Money’s easy, she thought. Nothing else is.
‘I’ll do the nude shots if you want me to,’ she finally said, one night in bed to Phillip’s turned back. He seemed surprised. ‘I got someone to do them long ago,’ he said. The world doesn’t stand still and wait for you to get over your sulks.’ But he turned back towards her, and made love, and she felt that things were back to normal and that she could write to Mary and say yes, of course, come and stay.
‘Did you audition for suitable breasts?’ she heard herself ask Phillip, but fortunately he had gone to sleep.
He had, in fact, as Praxis discovered later: and selected those of a girl called Serena out of some thirty available applicants. It was her first part.
Mary came to stay. She did not join in the life of the household: she went early to the hospital, and returned late, and tired, having lived through a day of dramas and decisions, other people’s pains, reliefs and tragedies. She was friendly, but cool: a rather severe and unsmiling young woman. She made Praxis feel frivolous.
‘So you are,’ said Phillip. ‘Zipping about over the surface of things!’
‘What about you?’ asked Praxis.
‘Fiction does more to change the world,’ said Phillip, ‘than any amount of fact.’
‘A working mother,’ wrote Praxis in her office, in deference to the changing times, ‘needs extra love and extra electricity.’ For once her copy was turned down.
‘Too small a part of the market,’ said the Deputy Creative Director.
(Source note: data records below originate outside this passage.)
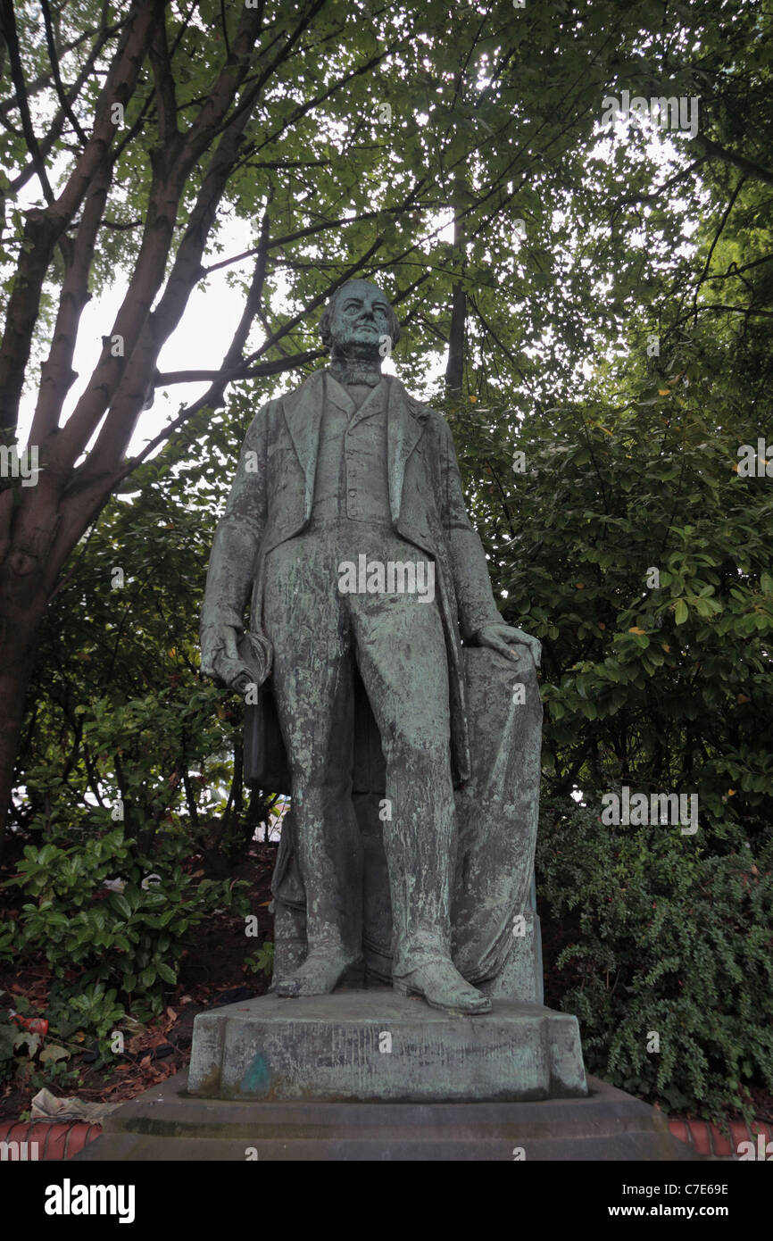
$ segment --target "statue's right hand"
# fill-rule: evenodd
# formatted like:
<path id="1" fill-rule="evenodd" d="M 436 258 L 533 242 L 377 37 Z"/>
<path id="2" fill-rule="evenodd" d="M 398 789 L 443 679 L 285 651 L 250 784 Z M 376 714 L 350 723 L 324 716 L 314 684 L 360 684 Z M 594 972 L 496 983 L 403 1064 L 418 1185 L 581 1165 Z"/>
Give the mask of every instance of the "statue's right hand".
<path id="1" fill-rule="evenodd" d="M 272 654 L 272 645 L 262 633 L 246 634 L 237 642 L 233 625 L 223 624 L 201 634 L 201 671 L 235 694 L 246 694 L 249 685 L 263 684 L 270 671 Z"/>

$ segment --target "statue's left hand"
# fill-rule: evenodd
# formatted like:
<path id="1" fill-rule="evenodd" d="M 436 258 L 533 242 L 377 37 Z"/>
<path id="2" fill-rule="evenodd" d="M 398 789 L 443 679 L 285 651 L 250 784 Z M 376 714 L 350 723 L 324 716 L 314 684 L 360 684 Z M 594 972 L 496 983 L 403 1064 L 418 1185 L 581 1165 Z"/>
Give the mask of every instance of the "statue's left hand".
<path id="1" fill-rule="evenodd" d="M 484 625 L 473 635 L 473 643 L 476 647 L 490 647 L 491 650 L 498 650 L 500 655 L 506 655 L 515 663 L 521 658 L 521 652 L 517 648 L 526 647 L 536 668 L 540 666 L 542 658 L 542 645 L 537 638 L 524 633 L 522 629 L 515 629 L 514 625 L 505 624 L 504 620 L 500 624 Z"/>

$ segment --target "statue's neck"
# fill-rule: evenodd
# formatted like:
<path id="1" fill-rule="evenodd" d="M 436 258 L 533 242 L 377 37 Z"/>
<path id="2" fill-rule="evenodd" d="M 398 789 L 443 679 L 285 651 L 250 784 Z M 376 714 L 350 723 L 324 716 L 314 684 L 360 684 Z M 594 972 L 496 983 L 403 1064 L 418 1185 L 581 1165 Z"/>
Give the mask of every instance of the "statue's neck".
<path id="1" fill-rule="evenodd" d="M 339 383 L 367 383 L 369 387 L 376 387 L 381 382 L 381 359 L 342 357 L 334 354 L 330 374 Z"/>

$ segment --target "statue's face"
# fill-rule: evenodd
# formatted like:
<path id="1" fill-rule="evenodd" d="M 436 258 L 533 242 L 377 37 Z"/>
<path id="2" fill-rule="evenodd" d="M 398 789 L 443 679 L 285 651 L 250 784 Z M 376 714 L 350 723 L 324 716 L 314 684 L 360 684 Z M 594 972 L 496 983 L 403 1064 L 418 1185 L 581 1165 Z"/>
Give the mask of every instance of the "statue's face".
<path id="1" fill-rule="evenodd" d="M 378 357 L 382 336 L 390 331 L 390 303 L 367 280 L 352 280 L 339 297 L 330 335 L 333 351 L 346 357 Z"/>

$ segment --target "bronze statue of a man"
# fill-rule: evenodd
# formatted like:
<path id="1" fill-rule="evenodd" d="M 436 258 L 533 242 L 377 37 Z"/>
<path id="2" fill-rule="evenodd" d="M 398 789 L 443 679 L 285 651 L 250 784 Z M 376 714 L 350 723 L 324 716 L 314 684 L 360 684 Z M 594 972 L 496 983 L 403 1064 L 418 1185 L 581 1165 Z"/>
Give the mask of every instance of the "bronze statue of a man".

He took her out to lunch. He was a clever, softly-spoken gentle-eyed man who said he preferred gardening to advertising, but Praxis did not believe him. He liked Praxis and Praxis liked him. ‘You haven’t studied the research.’
‘I have,’ said Praxis. ‘And it may be small now but it’s growing.’
‘Then heaven help the nation’s children,’ said the Deputy Creative Director. ‘We do have some kind of social responsibility, Praxis, and if it is a trend the last thing we should do is encourage it.’
‘I’m a working mother,’ said Praxis.
‘I know,’ he said, over his steak-au-poivre. They were both experienced expense account lunchers, and ate melon, steak, and salad and shared a frugal half-bottle of wine. ‘But are you happy?’
He reminded her of Ivor, sometimes, long ago, far away: married to Diana. Tears stood in her eyes.
‘If I’m not happy,’ she said, ‘it’s not because of what I do, but because of what I am.’
Praxis went home and waited for something to happen.
Praxis presently received an invitation from Irma to evening coffee. She was surprised. Irma sometimes called at the house to check that Victoria and Jason were being properly cared for, but she had shown no signs of wishing to pursue a friendship. Praxis was gratified, if tired. She was usually tired, these days. Phillip was away, allegedly taping a play. She no longer asked for details of his absences, or believed him if he offered explanations.
Praxis accepted, and went to visit Irma.